视觉语言模型依赖词汇:视觉细节遭忽视,语义锚点成主导
VLMs Need Words: Vision Language Models Ignore Visual Detail In Favor of Semantic Anchors
April 2, 2026
作者: Haz Sameen Shahgir, Xiaofu Chen, Yu Fu, Erfan Shayegani, Nael Abu-Ghazaleh, Yova Kementchedjhieva, Yue Dong
cs.AI
摘要
视觉语言模型(VLMs)在广泛的多模态任务中展现出卓越性能。然而,在需要细粒度视觉感知的任务上,即使所需信息已存在于其内部表征中,这类模型仍常常表现不佳。本研究揭示,这一能力鸿沟源于其狭窄的训练流程——该流程侧重于将视觉信息迁移至文本空间。因此,VLMs仅能对可映射到语言空间已知概念的视觉实体进行推理,导致视觉对应性任务及涉及新颖视觉实体的推理等以视觉为核心的任务难以得到有效支持。这种局限性严重制约了VLMs的多模态能力,因为它们不得不依赖对无法映射到文本表征的视觉实体进行脆弱且易产生幻觉的文本描述。我们通过视觉对应性任务验证了这一现象:当要求VLMs检测两幅图像中的匹配实体时,在语义、形状和人脸对应性任务上的测试表明,模型对可命名实体的处理效果远优于不可命名实体。机制分析显示,Logit Lens技术证实VLMs会为可命名实体显式分配语义标签,并生成比不可命名实体更独特的对应标记。进一步实验表明,为未知实体赋予任意命名能提升性能,而针对特定任务的微调可在不依赖语言先验的情况下实现更强的泛化能力。我们的研究结果表明,当前VLMs在视觉任务上的失败反映了其训练过程中习得的捷径策略,而非多模态架构的根本性局限。
English
Vision Language Models (VLMs) achieve impressive performance across a wide range of multimodal tasks. However, on some tasks that demand fine-grained visual perception, they often fail even when the required information is present in their internal representations. In this work, we demonstrate that this gap arises from their narrow training pipeline which focuses on moving visual information to the textual space. Consequently, VLMs can only reason about visual entities that can be mapped to known concepts in the language space, leaving vision-focused tasks such as visual correspondence and reasoning about novel visual entities poorly supported. As a result, VLMs are severely limited in several important multimodal capabilities because they rely on brittle, hallucinated textual descriptions of visual entities that they cannot map to textual representations. We verify this behavior through visual correspondence tasks, in which VLMs must detect matching entities between two images. Testing across semantic, shape, and face correspondence tasks, we find that VLMs perform much better when the relevant entities are nameable in language than when they are unnameable. Mechanistically, our Logit Lens analyses confirm that VLMs explicitly assign semantic labels to nameable entities and surface more unique corresponding tokens compared to unnameable entities.
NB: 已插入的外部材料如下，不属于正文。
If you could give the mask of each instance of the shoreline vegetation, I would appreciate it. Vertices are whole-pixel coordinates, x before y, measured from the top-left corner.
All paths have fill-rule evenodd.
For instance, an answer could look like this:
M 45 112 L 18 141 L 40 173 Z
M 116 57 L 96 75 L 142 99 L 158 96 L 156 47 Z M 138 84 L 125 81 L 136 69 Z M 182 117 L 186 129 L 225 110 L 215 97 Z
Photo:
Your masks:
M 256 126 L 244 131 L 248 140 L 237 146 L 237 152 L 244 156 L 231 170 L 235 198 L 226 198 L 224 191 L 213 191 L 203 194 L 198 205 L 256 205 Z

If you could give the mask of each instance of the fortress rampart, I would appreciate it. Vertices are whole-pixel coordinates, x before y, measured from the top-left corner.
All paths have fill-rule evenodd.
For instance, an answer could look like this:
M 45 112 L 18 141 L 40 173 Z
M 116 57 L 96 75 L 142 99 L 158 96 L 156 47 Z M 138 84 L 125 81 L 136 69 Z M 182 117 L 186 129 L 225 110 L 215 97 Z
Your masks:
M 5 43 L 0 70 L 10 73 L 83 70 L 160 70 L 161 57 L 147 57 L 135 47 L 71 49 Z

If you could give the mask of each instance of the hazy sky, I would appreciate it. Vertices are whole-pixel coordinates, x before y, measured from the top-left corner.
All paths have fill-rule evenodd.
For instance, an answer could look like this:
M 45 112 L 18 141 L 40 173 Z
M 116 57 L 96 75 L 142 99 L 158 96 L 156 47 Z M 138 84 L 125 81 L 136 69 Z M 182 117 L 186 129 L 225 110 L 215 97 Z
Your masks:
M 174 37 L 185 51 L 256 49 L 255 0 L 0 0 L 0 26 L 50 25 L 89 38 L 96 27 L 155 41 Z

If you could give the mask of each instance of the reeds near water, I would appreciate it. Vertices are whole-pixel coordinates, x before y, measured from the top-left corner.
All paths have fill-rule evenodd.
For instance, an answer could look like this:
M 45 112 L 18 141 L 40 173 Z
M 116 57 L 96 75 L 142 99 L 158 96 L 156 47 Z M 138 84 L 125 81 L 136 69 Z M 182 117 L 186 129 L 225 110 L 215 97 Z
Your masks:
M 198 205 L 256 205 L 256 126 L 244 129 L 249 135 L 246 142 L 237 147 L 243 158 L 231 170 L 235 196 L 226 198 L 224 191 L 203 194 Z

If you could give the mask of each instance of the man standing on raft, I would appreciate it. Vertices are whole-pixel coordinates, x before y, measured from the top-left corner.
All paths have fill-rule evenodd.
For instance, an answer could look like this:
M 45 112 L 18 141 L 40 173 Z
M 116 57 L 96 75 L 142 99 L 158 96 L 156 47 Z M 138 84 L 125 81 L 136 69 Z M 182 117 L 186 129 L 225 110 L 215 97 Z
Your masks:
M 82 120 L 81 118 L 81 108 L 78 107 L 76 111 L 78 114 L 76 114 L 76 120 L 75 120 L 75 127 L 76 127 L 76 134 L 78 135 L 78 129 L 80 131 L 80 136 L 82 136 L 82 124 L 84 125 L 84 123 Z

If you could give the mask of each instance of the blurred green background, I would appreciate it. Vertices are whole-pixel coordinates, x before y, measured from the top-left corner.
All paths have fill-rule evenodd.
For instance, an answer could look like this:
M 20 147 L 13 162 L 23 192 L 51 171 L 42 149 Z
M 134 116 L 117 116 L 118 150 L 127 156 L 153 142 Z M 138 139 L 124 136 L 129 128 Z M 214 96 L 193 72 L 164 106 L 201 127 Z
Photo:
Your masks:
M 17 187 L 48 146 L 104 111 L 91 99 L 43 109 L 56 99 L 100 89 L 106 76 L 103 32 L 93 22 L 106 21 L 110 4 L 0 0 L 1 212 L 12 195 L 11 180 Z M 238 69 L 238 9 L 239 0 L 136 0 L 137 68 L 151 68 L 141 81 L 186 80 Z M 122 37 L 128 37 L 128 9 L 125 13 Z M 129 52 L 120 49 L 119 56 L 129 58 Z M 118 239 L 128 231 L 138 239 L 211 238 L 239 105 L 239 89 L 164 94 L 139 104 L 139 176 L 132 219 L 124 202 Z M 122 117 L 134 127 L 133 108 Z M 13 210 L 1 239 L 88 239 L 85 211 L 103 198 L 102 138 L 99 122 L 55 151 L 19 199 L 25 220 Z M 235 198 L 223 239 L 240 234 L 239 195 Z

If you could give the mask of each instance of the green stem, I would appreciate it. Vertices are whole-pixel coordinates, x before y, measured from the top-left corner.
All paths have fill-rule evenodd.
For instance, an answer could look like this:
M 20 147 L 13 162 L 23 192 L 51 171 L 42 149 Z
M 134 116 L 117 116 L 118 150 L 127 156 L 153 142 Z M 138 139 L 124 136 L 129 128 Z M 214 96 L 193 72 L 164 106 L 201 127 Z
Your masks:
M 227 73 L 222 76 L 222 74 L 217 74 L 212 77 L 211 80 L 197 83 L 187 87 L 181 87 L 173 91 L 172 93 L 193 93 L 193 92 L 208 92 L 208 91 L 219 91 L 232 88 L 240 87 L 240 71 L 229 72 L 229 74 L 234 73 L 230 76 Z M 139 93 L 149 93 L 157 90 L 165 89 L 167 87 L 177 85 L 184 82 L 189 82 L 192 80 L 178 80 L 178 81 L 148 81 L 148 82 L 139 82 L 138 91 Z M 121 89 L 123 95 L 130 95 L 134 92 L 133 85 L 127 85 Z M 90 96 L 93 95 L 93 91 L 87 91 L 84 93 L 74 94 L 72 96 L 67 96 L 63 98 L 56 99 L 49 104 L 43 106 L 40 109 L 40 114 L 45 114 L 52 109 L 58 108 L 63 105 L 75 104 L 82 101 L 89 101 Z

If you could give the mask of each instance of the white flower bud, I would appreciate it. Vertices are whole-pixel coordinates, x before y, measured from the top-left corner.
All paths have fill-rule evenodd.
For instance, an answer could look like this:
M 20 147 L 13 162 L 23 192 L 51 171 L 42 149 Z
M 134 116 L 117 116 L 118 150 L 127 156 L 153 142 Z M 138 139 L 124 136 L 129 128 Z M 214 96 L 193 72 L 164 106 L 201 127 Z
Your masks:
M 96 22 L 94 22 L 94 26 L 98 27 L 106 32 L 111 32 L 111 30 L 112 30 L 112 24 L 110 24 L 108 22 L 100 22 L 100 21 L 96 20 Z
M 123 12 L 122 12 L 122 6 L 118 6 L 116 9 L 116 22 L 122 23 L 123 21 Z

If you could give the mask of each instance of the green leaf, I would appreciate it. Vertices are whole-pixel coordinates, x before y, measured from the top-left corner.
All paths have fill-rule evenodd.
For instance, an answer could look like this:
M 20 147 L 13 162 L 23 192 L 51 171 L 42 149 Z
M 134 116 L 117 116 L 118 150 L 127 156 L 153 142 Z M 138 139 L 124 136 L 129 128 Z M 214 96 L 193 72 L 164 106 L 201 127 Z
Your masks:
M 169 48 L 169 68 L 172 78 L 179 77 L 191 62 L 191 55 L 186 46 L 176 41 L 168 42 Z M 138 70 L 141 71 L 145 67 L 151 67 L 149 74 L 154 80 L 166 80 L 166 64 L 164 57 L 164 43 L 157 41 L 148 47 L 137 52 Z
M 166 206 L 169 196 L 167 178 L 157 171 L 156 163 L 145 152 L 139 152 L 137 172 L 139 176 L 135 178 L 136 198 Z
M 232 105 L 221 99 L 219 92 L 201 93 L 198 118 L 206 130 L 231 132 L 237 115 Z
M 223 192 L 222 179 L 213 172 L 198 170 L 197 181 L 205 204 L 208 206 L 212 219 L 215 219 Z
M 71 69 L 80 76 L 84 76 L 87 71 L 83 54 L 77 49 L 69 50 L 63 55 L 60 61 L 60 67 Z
Furthermore, we show that teaching completely arbitrary names for unknown entities improves performance, yet task-specific finetuning yields even stronger generalization without relying on language priors. Our findings suggest that current VLM failures on visual tasks reflect learned shortcuts from their training, rather than a fundamental limitation of multimodal architectures.